Cineuropa : Avec un sujet aussi fort, était-il important de ne pas verser dans le film à thèse ?
Bernard Bellefroid : Le film interroge au début la question de la gestation pour autrui, mais il n’était pas question de faire un film à thèse, d’être radicalement pour ou contre. Je ne voulais pas juger, mais questionner. Ce que je juge au final, c’est plutôt la violence sociale qui amène Melody à envisager la gestation pour autrui.  A l’origine du film, il y a un fait divers atroce qui s’est passé il y a quelques années en Belgique.

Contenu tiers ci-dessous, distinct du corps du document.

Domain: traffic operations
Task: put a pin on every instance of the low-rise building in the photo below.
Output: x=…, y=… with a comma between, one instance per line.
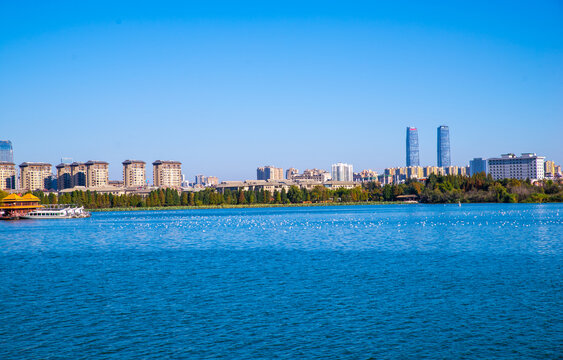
x=342, y=172
x=365, y=176
x=415, y=172
x=429, y=170
x=333, y=184
x=509, y=166
x=7, y=175
x=312, y=174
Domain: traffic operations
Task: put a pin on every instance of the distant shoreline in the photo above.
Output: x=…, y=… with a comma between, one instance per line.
x=258, y=206
x=247, y=206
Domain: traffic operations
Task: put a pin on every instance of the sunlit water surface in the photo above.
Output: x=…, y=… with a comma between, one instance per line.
x=358, y=282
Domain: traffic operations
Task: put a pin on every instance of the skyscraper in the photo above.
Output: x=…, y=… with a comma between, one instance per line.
x=444, y=159
x=6, y=151
x=412, y=147
x=477, y=165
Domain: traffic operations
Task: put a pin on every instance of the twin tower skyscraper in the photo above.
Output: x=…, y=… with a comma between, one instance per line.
x=444, y=157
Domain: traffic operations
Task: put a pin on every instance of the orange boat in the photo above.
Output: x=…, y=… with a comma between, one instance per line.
x=13, y=206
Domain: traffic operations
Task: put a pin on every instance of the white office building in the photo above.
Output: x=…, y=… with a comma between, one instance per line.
x=342, y=172
x=509, y=166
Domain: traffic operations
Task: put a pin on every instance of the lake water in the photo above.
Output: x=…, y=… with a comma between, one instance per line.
x=393, y=281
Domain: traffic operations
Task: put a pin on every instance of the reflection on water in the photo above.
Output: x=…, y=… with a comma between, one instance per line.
x=397, y=281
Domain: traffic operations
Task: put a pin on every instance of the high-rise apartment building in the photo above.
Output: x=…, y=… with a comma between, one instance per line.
x=35, y=176
x=167, y=173
x=549, y=168
x=444, y=158
x=429, y=170
x=269, y=173
x=477, y=165
x=6, y=151
x=78, y=174
x=509, y=166
x=211, y=180
x=312, y=174
x=342, y=172
x=134, y=173
x=415, y=172
x=412, y=147
x=64, y=176
x=7, y=175
x=96, y=173
x=199, y=179
x=289, y=173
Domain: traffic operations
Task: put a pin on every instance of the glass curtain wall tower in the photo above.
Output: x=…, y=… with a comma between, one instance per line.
x=6, y=151
x=412, y=147
x=444, y=159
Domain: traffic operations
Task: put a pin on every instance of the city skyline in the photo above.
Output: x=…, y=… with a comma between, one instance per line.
x=191, y=173
x=298, y=85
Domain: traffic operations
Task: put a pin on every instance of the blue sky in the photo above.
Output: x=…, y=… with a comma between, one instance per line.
x=225, y=87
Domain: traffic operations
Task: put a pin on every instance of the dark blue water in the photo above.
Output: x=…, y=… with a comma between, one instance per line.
x=359, y=282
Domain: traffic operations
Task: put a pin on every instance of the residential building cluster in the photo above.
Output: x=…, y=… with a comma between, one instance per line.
x=94, y=175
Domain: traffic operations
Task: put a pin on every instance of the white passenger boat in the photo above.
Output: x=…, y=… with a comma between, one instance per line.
x=57, y=212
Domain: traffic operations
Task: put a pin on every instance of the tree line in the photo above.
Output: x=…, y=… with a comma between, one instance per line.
x=435, y=189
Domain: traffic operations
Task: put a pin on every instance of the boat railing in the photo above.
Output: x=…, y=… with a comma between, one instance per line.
x=59, y=206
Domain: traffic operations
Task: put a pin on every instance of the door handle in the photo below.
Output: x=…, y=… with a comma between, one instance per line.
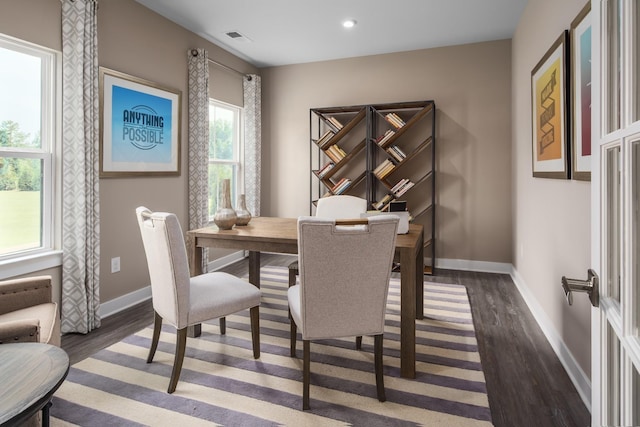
x=590, y=286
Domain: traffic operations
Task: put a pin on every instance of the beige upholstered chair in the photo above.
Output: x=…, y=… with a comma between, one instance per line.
x=344, y=279
x=182, y=300
x=341, y=206
x=27, y=311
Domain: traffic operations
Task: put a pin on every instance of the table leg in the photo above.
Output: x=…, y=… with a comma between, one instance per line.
x=420, y=283
x=254, y=268
x=196, y=269
x=408, y=274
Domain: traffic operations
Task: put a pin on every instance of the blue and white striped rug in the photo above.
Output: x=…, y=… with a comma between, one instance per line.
x=221, y=383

Un couple belge avait accepté de porter un enfant pour un couple hollandais; au fur et à mesure que la grossesse avançait, leurs relations se sont détériorées et le couple "porteur" à commencé à faire chanter le couple qui était en attente. En plus de ça, j’ai commencé à écrire juste après la crise de 2008, et j’étais effaré par la violence sociale que représentait cette crise, la façon dont elle a créé une fracture en Europe, mais aussi le conflit intergénérationnel qui en a découlé. Dans l’indigence la plus complète, les personnages n’ont plus que leur corps à vendre, monnayer. Ca pourrait être la prostitution, mais Melody choisit la solution de la gestation pour autrui pour rendre ses rêves possibles. C’est une jeune femme perdue qui cherche à tous prix un moyen de survivre, de créer quelque chose par et pour elle-même. Elle est coiffeuse, elle veut ouvrir un salon, mais elle ne vient de nulle part, et pour trouver les moyens de son ambition, sa seule option, mais de monnayer la seule chose qu’elle possède, son corps.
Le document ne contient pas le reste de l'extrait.